Dépression
Prévalence
La dépression du commun des mortels a peu à voir avec la dépression «médicale». Un sérieux problème pour l'interprétation des résultats d'études épidémiologiques.
Lors de l'Enquête Santé Québec 1987, menée auprès de 19 000 personnes, 1,5 % des Québécois se sont identifiés eux-mêmes ou ont été identifiés par le répondant du ménage comme ayant «un problème de dépression». Or, deux chercheurs viennent de démontrer qu'en analysant les autres réponses de cette même enquête en fonction de critères médicaux définis dans la bible des maladies mentales, le Diagnostic and Statistical Manual of Mental Disorders (DSM-III) , la prévalence de la dépression s'établirait plutôt à 4,4 % au Québec.
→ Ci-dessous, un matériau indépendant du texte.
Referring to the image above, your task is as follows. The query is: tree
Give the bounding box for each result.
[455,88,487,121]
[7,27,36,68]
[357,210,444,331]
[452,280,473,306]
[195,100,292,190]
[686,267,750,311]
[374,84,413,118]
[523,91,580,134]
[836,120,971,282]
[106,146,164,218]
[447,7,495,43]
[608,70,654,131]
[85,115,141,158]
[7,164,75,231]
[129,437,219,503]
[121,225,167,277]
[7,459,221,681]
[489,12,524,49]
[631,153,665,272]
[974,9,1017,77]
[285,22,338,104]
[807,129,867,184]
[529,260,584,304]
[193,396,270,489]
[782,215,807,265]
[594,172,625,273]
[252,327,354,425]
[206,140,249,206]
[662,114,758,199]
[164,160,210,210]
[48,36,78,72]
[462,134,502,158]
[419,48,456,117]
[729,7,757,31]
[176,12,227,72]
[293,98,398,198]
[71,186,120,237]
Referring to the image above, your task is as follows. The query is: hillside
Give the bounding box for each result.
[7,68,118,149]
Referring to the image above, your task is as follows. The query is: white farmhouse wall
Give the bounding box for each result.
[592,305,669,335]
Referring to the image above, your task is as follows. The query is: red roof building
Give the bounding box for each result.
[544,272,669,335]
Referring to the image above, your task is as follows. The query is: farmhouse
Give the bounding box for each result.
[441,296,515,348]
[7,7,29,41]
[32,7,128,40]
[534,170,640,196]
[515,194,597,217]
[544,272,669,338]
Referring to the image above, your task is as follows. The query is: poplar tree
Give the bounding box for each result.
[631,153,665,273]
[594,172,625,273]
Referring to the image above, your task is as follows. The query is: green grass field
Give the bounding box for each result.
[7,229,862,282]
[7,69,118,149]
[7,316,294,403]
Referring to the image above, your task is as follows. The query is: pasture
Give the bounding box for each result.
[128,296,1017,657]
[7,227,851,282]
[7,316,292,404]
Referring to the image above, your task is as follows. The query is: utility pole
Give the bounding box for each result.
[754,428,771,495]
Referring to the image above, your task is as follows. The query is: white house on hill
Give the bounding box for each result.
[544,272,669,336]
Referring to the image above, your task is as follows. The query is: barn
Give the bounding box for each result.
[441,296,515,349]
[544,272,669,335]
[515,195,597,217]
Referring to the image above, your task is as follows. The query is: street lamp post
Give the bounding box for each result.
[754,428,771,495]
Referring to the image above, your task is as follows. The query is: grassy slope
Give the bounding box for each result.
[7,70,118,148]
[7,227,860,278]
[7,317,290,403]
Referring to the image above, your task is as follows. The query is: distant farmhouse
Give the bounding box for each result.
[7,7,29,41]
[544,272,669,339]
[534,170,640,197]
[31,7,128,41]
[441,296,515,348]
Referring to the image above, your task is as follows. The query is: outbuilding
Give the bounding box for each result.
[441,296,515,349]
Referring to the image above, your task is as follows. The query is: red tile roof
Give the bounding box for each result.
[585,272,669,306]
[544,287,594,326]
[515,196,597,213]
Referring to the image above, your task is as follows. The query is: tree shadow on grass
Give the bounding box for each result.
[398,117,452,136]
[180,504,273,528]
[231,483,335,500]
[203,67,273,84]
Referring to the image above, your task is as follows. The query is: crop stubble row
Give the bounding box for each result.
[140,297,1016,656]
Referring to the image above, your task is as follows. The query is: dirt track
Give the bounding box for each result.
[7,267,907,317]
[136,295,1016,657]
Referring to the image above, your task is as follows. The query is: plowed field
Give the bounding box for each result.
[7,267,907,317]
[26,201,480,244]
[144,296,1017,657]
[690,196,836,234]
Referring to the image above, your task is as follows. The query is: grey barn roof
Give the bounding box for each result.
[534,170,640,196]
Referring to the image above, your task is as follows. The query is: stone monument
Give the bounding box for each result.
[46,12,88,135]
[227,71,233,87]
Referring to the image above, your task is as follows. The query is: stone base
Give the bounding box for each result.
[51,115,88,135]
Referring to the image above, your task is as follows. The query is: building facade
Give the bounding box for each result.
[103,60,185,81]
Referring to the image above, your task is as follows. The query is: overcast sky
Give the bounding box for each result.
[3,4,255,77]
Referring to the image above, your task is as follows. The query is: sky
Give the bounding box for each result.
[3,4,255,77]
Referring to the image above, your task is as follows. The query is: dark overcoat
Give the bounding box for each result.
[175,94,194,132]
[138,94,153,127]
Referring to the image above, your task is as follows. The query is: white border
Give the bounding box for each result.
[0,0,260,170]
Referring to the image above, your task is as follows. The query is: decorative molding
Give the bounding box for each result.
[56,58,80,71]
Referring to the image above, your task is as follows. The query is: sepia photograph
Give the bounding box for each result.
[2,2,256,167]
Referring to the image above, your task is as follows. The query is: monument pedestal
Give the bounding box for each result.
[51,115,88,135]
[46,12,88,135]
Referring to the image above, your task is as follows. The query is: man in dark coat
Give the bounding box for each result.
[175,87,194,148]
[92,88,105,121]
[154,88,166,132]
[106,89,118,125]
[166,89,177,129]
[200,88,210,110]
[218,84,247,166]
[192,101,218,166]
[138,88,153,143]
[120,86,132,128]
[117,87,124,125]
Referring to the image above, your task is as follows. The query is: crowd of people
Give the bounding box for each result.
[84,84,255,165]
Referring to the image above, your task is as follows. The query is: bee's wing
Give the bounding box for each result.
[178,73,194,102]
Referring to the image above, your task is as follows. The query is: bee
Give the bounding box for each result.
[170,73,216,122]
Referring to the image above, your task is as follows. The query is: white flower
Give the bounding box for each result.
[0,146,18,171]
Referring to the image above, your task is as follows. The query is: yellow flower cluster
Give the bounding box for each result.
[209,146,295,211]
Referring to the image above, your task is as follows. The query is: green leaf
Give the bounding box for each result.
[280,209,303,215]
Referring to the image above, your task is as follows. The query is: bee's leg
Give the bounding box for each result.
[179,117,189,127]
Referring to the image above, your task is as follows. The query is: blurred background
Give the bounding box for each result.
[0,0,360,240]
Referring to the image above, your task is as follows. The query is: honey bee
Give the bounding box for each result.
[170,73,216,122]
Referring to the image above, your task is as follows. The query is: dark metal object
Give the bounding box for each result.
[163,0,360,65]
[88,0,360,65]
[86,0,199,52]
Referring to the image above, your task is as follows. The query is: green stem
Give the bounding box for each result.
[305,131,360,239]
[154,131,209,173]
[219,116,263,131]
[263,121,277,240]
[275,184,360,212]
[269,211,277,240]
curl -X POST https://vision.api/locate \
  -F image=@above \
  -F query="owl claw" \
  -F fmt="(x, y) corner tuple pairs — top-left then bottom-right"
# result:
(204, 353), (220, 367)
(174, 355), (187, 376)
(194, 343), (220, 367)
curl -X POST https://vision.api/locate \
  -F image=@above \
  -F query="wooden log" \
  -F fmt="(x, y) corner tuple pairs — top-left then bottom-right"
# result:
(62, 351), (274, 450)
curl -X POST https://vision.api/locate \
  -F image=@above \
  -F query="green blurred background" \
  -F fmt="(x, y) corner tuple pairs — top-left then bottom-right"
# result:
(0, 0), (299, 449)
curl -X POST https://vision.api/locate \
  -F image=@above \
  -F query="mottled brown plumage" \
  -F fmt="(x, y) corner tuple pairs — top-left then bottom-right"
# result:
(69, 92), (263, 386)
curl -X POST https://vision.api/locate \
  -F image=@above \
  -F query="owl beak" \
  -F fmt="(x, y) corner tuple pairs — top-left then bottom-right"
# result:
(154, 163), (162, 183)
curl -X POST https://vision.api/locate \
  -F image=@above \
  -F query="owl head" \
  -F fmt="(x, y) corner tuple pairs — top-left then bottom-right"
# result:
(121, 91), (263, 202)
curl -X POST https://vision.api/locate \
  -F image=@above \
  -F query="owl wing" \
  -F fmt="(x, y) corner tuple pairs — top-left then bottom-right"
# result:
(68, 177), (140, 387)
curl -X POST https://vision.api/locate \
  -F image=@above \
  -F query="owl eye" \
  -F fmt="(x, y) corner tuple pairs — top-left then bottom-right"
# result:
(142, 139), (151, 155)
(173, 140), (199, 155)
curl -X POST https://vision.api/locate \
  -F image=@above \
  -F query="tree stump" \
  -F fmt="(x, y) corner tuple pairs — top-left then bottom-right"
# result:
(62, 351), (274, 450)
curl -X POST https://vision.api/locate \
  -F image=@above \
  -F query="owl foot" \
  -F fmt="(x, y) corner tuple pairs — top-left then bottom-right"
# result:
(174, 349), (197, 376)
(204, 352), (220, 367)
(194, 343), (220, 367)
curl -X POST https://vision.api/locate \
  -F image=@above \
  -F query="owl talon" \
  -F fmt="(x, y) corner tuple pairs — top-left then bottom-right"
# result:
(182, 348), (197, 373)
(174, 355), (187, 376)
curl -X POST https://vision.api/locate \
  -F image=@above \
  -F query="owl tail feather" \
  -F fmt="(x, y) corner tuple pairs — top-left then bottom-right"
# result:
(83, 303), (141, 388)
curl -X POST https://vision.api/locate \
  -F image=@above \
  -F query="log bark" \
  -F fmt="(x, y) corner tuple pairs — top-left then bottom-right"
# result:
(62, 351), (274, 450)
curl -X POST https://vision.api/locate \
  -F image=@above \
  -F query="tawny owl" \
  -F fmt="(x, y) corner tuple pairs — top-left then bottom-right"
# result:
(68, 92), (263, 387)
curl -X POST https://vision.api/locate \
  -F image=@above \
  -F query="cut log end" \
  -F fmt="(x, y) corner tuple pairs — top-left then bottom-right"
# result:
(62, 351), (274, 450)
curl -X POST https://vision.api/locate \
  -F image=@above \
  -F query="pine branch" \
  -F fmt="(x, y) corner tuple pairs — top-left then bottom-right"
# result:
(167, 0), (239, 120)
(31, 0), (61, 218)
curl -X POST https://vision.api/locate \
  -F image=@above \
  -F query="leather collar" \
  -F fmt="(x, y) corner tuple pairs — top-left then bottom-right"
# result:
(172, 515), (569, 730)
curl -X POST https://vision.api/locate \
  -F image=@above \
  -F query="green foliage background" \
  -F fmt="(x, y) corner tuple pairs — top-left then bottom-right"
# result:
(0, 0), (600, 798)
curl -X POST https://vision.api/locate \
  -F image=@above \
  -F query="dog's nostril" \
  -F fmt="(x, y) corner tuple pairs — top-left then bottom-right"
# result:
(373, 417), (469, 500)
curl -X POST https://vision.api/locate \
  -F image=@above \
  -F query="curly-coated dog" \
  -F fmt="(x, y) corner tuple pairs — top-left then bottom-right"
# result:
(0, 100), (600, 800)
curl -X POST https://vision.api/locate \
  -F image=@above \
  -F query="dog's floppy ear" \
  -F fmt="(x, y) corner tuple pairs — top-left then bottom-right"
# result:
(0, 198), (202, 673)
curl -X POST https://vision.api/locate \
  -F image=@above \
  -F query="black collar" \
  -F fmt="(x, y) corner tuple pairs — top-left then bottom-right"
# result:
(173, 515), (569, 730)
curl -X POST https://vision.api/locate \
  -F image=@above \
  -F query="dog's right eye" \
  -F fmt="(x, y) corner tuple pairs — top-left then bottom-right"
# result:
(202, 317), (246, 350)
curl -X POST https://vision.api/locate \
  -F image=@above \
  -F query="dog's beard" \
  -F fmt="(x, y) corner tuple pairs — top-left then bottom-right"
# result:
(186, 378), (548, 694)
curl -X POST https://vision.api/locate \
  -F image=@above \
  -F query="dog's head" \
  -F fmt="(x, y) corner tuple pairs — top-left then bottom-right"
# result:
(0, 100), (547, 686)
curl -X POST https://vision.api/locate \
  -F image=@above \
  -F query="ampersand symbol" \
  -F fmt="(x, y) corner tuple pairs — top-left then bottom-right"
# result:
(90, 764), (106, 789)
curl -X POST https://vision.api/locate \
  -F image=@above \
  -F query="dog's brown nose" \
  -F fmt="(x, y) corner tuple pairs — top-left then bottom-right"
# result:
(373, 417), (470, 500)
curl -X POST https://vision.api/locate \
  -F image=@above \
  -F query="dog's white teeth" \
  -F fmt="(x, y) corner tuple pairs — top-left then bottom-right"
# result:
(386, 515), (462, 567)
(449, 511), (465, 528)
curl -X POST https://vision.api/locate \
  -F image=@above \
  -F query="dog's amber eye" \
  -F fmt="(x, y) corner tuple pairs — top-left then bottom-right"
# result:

Cette différence, déjà intéressante en soi, cache un autre fait révélateur: la concordance entre le diagnostic populaire et le diagnostic DSM n'est que de 9,5 %. «Seulement 11,5 % des cas de dépression DSM sont reconnus par le diagnostic populaire et, à l'inverse, seulement 35,5 % des cas de dépression au sens populaire sont identifiés comme des dépressions selon les critères du DSM», explique l'un des auteurs de l'étude, Raymond Massé du Département d'anthropologie.
«Les critères diagnostiques de la dépression majeure du DSM conduisent à l'identification de cas de dépression qui, dans une forte proportion (88,5 %), ne se reconnaissent pas eux-mêmes ou ne sont pas reconnus par les membres de leur entourage comme souffrant de dépression», rapporte-t-il dans un article qu'il signe avec son collègue Michel Tousignant de l'UQAM, dans le dernier numéro de la Revue canadienne de psychiatrie. Les deux diagnostics reposent sur un ensemble de symptômes différents qui font que la dépression au sens populaire a peu de liens avec la maladie définie dans les dictionnaires de psychiatrie, concluent les deux chercheurs.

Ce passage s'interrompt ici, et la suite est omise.